Since receiving the letter in late April, Andrea said she has had mixed feelings about its contents. Although she now feels vindicated in battling against the authorities for the truth, the letter has underscored her strong feelings that killer Donald Pemberton should not have been at liberty when he killed Tanis on January 1 2015.

She said: “I felt great relief having read the letter but it opened up worse feelings. For example, learning now that the killer could have been re-arrested on December 30 – that really broke me. He didn’t need to be on the street that night. I don’t know what else I can do now. I feel like I’ve come to an end.”

Tanis, aged 27, was murdered on January 1, 2015 at the Green in Tamerton Foliot by Ryan Williams, aged 21 and Pemberton, 20. Pemberton was on licence at the time, having served two months of a four-month sentence for having a sharp article in a public place. His licence terms stated he was “to be well behaved” but two weeks before the murder he was arrested for brandishing two meat cleavers in Anstis Street in Stonehouse.

As The Herald has since learned, Pemberton's licence details were not on the Police National Computer and he was bailed by police to return to Charles Cross police station on February 9, 2015. His probation worker was not made aware of Pemberton’s arrest until more than a week later thanks to a call from the mental health Insight team. A court date to deal with the breach was eventually arranged to be heard on January 16, 2015.
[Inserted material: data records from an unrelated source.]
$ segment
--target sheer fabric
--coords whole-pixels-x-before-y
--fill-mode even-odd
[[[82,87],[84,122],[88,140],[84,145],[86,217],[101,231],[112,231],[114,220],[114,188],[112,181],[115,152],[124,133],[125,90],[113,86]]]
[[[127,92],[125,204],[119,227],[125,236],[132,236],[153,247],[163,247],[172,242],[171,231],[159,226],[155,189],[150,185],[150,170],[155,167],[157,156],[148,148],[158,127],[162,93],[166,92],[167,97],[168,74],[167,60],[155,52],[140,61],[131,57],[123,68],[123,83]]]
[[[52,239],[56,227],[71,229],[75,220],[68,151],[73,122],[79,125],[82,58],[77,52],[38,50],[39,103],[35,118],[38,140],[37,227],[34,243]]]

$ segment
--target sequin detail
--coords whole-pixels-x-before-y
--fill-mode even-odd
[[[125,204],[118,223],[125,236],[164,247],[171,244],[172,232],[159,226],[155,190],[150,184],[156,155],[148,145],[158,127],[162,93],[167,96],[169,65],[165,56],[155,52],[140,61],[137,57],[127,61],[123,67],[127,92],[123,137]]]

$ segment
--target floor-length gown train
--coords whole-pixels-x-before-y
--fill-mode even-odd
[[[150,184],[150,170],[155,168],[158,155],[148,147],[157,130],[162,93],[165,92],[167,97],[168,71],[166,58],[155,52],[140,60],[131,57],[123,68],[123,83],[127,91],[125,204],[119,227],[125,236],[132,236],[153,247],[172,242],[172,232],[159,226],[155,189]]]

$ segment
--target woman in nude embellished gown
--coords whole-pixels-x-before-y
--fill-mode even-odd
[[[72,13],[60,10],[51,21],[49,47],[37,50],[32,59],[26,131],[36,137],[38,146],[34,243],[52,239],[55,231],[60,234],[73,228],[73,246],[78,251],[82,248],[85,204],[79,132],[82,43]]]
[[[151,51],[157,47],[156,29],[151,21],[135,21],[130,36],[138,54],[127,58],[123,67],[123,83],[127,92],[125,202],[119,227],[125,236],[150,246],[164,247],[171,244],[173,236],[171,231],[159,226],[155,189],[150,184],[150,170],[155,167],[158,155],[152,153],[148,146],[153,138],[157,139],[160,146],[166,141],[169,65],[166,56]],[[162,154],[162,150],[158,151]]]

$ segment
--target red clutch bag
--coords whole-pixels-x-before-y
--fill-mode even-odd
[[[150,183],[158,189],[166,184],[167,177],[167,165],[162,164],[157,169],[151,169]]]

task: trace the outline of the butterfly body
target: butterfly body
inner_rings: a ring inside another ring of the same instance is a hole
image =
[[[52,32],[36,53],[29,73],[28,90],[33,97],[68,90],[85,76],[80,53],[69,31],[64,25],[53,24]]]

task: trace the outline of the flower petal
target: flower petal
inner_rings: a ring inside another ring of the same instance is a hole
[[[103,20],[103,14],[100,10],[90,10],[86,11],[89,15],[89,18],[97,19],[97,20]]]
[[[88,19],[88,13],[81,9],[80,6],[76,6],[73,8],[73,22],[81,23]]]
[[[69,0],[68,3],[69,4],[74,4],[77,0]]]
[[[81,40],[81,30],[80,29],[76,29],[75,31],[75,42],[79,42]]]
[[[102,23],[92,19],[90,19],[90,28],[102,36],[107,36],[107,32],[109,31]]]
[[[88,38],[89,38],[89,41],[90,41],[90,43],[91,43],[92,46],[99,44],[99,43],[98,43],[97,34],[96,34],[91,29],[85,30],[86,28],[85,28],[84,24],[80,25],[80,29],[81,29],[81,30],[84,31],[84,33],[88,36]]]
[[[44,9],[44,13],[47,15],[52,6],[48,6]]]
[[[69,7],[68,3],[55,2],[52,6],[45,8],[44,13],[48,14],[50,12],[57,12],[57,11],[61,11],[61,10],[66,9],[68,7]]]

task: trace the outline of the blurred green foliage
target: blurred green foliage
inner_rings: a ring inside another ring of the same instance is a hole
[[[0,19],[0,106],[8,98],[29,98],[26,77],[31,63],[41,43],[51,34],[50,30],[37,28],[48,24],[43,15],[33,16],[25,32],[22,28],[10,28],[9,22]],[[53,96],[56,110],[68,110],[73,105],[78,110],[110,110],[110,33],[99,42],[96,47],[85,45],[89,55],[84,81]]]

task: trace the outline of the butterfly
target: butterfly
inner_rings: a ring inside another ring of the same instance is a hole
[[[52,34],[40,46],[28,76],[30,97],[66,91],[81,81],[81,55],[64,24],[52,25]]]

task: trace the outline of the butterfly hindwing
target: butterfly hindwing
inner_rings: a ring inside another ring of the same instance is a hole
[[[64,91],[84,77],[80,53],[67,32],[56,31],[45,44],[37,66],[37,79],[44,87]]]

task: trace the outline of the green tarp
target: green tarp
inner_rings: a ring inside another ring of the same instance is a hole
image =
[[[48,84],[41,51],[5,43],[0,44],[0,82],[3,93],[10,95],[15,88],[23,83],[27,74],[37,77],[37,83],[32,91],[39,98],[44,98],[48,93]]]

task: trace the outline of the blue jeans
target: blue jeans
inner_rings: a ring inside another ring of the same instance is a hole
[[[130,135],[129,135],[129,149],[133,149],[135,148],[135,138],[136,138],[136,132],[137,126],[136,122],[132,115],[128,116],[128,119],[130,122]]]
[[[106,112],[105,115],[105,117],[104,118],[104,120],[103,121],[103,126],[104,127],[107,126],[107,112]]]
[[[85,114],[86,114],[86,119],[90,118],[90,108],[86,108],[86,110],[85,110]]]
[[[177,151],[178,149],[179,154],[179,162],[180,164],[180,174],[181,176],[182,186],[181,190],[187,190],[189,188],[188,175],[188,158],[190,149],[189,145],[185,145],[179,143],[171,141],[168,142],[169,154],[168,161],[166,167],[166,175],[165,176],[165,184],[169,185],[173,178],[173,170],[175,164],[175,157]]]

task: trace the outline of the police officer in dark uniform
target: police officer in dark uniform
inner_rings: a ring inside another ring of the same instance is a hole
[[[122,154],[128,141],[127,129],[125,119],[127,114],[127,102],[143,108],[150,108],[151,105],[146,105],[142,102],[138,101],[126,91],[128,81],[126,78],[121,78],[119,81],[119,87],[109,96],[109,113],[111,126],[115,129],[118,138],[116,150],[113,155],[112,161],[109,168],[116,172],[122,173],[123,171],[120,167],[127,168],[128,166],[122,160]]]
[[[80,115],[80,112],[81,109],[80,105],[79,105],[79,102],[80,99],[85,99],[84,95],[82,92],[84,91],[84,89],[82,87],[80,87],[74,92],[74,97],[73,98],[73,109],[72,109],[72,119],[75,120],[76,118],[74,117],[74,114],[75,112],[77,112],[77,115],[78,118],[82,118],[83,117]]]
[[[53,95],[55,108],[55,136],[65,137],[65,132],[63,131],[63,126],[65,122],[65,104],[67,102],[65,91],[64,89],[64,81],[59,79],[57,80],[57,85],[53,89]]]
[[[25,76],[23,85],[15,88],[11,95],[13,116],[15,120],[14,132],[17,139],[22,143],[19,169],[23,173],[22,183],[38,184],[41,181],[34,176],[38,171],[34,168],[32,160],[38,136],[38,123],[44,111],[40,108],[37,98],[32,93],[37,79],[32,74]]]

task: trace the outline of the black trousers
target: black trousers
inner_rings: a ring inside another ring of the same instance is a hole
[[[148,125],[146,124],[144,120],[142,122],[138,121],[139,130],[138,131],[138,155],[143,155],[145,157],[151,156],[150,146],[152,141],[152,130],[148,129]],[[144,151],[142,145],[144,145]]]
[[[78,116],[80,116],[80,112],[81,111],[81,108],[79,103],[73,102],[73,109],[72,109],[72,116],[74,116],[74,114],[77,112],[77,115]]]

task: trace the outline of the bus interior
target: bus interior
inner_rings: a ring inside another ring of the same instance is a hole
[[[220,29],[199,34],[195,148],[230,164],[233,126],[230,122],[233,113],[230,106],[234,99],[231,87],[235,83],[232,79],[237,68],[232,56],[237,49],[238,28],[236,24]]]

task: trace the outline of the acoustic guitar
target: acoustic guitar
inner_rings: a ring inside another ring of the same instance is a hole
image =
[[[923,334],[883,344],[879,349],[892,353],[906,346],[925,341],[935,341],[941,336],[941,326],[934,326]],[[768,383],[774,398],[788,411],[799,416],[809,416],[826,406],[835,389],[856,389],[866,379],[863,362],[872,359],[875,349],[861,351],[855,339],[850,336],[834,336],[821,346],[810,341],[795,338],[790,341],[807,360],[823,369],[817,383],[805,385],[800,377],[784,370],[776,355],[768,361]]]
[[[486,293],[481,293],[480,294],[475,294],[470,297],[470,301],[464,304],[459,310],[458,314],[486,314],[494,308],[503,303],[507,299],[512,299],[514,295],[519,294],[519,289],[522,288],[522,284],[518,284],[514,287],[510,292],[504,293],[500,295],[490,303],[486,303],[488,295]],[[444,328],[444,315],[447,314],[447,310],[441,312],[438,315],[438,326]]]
In December last year The Herald exclusively revealed how two internal investigations – by the police and the privatised arm of the probation service – into the sequence of events which led to the death of the 27-year-old revealed a catalogue of delays, computer inadequacies and human errors.

The police’s internal investigation found “there was a chance” that Donald Pemberton – now serving a life sentence for the joint murder of Tanis – “would not have been at liberty on that night” had key information been available to officers on the Police National Computer “and a recall to prison had been issued for him, as a result of his behaviour” two weeks earlier when he was arrested for threatening a group of men with two meat cleavers.

In addition, the police report found that the circumstances which led to the builder’s death could be repeated not just in Devon and Cornwall, but in any force area in the country because of failings by the prison authorities in informing the Police National Computer Bureau.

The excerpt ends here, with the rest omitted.